WWWWhew! It’s been a while (but I did warn you I was a world’s worst blogger nominee). I was on a roll with the blog! Until, I went to Scotland.
Yup. Went to Scotland in June. Haven’t posted about it yet.
Instead of diving into whisky vs. Outlander, I want to talk about something a bit more divisive. Something that will split families, destroy friendships, and cause countless articles to be written about it: Photoshop. A recent study determined that people could only tell a photo had been altered 60% of the time. And of that 60%, only 45% could figure out what had been changed.
I’m in the percentage of people that just assumes every picture has been digitally altered, whether it’s something big (like removing a car or a person) or small (like color correction and contrast). I’m not a professional photographer, and my photos are solely for preserving a memory, so I have no problem at all Photoshopping the $#*! out of them.
But before you get all judgy, let me show you some of my favorite pictures and how I modified them.
In the pictures below, you can slide the bar across to see before and after.
Example 1. Rannoch Moor Overexposed
You’re out in the middle of Rannoch Moor. You have the urge to run through the fields towards the mountains, and your friend whips out her phone and takes a snap…only the phone isn’t able to process all that brightness coming out from behind the clouds for the brief 5 minutes of sunlight in Scotland. While it wasn’t hard to bump up the saturation on the field, the sky was a bright blaze of white. Luckily, I also took a photo from the exact same spot, and I was able to drop my sky into my friend’s photo.
Example 2. Bland Fairy Glen
The Isle of Skye is a magical place and even more so is Fairy Glen, located just above the village of Uig. The day we visited, a storm was pushing through, which was lovely because we were the only people there. However, that also meant that the sky above the glen was washed out in most of the pictures. So when I was going through the editing process, I searched for rain clouds that were similar to those we saw that day. The effect isn’t perfect, but the picture is definitely more dramatic.
Example 3. Jam-Packed Edinburgh Castle
The day we visited Edinburgh Castle, the line was backed up all the way into the Castle Esplanade. (We ended up buying our tickets on our phones, jumping ahead of everyone, and picking up our tickets at the online kiosk.) Even though we beat a large portion of the crowd, there were still a fair number of people inside already. But I don’t want to remember those tourists. So here’s another shot where I’ve edited out the dudes under the archway and the people sitting on the wall. Also a little color correction and a new sky.
Example 4. Almost Alone in Avignon
As you might have guessed from Example 3, I’m not really into having people I don’t know in my pictures. Here’s a moment from my trip to France: Despite the fact that there were probably 20 other people on the Pont d’Avignon with Cass and me, there was a brief moment when there were only two people ahead of us. I quickly took a picture before anyone else walked into view. Then back at home, I “rebuilt” the bridge over the people by using other elements in the photo.
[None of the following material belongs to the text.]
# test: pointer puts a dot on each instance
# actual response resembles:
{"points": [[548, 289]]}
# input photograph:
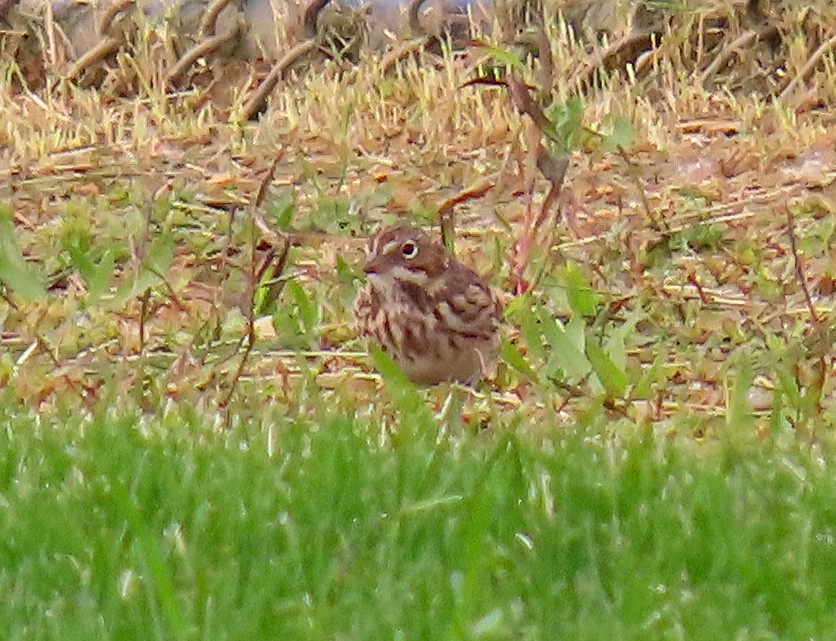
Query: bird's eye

Example 5. Traffic-Free Triomphe
This one was fun. When I sent the picture to Cass, she said, “There’s no way you got a picture at the Arc de Triomphe without traffic behind us.” I was coy, because technically there was just one car behind her and Katie when I took the picture. (Usually the road is filled with multiple “lanes” of traffic, although I’m not sure if anyone is driving in an actual lane.) I took two pictures: one with the car on their right and one with the car on their left. I was able to slice the car out of one image and drop in the scene from the second in the void. Voila! No traffic at the Arc de Triomphe.
Example 6. Vanishing Velvet Rope
Have you ever had someone take your picture, only to realize the photographer did not notice the most obvious obstruction in the shot? I give you the picture of me wearing a dress almost as amazing as my wedding dress. Almost. But what’s that across the bottom? No, seriously. WTF? It’s the velvet rope that marked off the red carpet at the gala we were attending. Who wants a red stripe across their photo? WHO?! No one! I lost a spotlight in the process, but it was a small price to pay to remove that garrish rope.
So what do you think? Are you a fan of Photoshop, yay or nay?